Le Protocole, en son article 13 sur les droits économiques et la protection sociale alinéa e, appelle les Etats à « créer les conditions pour promouvoir et soutenir les métiers et activités économiques des femmes, en particulier dans le secteur informel. » Si on regarde par exemple le secteur agricole africain qui, de nos jours, constitue une part substantielle du PIB de plusieurs pays (33% pour le Cameroun et 45% pour le Nigéria), on se rend à l’évidence que les femmes en majorité rurales, représentent près de 70% de la force de travail. (8) Or, comme le constatait Koffi Annan, elles « …reçoivent peu ou prou le soutien des gouvernements. » et parfois ont un accès très difficile à la terre. L’article 15 du Protocole sur la sécurité alimentaire apporte cependant du sang neuf en indiquant que les Etats «doivent assurer aux femmes l'accès à l'eau potable, aux sources d'énergie domestique, à la terre et aux moyens de production alimentaire. » En effet les femmes ont un rôle de pierre angulaire à jouer pour ce qui est de la révolution verte africaine, tremplin pour la garantie de la sécurité alimentaire.

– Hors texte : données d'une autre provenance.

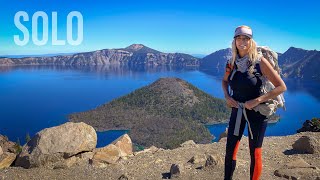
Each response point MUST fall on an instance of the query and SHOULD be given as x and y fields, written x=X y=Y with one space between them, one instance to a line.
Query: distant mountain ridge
x=135 y=54
x=295 y=62
x=165 y=113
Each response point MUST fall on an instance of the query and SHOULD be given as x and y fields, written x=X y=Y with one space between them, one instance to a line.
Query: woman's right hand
x=231 y=102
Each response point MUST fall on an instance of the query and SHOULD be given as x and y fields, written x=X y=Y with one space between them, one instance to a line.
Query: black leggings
x=258 y=126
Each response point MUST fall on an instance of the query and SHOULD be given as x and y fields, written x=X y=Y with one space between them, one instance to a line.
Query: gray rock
x=307 y=144
x=223 y=135
x=151 y=149
x=7 y=146
x=123 y=177
x=298 y=169
x=106 y=155
x=176 y=170
x=198 y=159
x=213 y=161
x=6 y=159
x=188 y=143
x=53 y=145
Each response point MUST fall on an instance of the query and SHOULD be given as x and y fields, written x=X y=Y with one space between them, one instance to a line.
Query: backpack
x=270 y=107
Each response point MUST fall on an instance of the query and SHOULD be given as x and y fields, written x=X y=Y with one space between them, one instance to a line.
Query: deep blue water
x=36 y=97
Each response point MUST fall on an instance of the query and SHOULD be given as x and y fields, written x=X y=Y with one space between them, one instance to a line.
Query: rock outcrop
x=6 y=159
x=195 y=161
x=307 y=144
x=298 y=169
x=55 y=144
x=7 y=146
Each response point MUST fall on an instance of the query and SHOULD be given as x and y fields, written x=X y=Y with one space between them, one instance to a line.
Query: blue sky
x=194 y=27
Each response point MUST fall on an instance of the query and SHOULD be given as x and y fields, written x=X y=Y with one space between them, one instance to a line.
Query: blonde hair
x=252 y=53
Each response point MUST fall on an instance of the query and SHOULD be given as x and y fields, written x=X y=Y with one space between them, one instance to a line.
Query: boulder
x=6 y=159
x=7 y=146
x=124 y=144
x=188 y=143
x=151 y=149
x=56 y=144
x=106 y=155
x=223 y=135
x=176 y=170
x=307 y=144
x=298 y=169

ACCES EQUITABLE A L’EDUCATION ET DROIT A LA PROTECTION EN TOUTES CIRCONSTANCES

L’une des innovations du Protocole de Maputo est à notre sens l’emphase qu’il met sur l’éducation en son article 12. Un accès équitable et non discriminatoire est recommandé. Condorcet s’écriait en 1787 qu’« il n’y a entre les deux sexes aucune différence qui ne soit l’ouvrage de l’éducation ». La femme africaine a besoin de formation et cette « formation dont on parle est d’abord celle donnée par l’enseignement de base, ayant cessé de prédéterminer ou de limiter les options d’emplois d’une manière différente pour les filles et les garçons, ensuite la formation continue. » (9)

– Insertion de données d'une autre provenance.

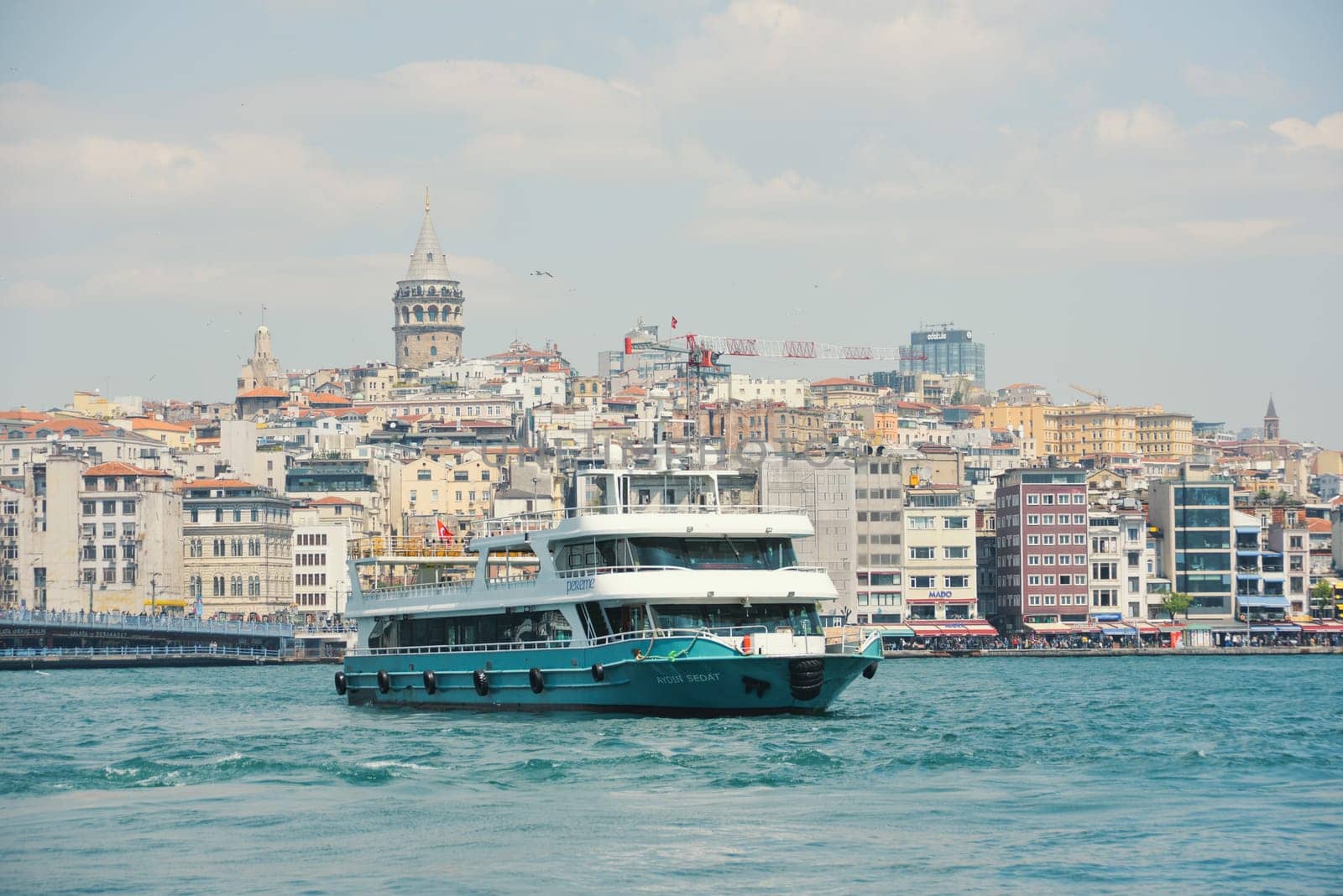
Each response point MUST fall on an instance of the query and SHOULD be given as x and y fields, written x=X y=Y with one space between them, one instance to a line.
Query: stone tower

Par ailleurs, ce Protocole n’oublie pas la femme dans la diversité de son statut ou des situations dans lesquelles elle peut se trouver. Tant la femme dans les conflits armés (article 11), la veuve (article 20), les femmes âgées (article 22), les handicapées (article 23), que celles qui sont en situation de détresse (article 24) ont besoin d’une protection. Toute femme en Afrique doit être à l’abri des pratiques néfastes. Dans un contexte ou foisonnent l’excision, les conflits armés, etc., le Protocole constitue un parapluie pour l’ensemble de la gent féminine africaine.

CONCLUSION

Le Protocole de Maputo, texte spécifique, qui traite directement des droits des femmes africaines est incontestablement un progrès vers le firmament de la libération de celles-ci. Et on peut clamer avec Stendhal que : « L’admission de la femme à l’égalité parfaite serait la marque la plus sûre de la civilisation. Elle doublerait les forces intellectuelles du genre humain et ses chances de bonheur. » (10) Cependant nous croyons et pensons que cela ne sera possible que si un travail de sensibilisation intense et d’éducation est effectuée pour que les populations africaines s’en approprient afin de se débarrasser des préjugés séculaires au sujet de la femme.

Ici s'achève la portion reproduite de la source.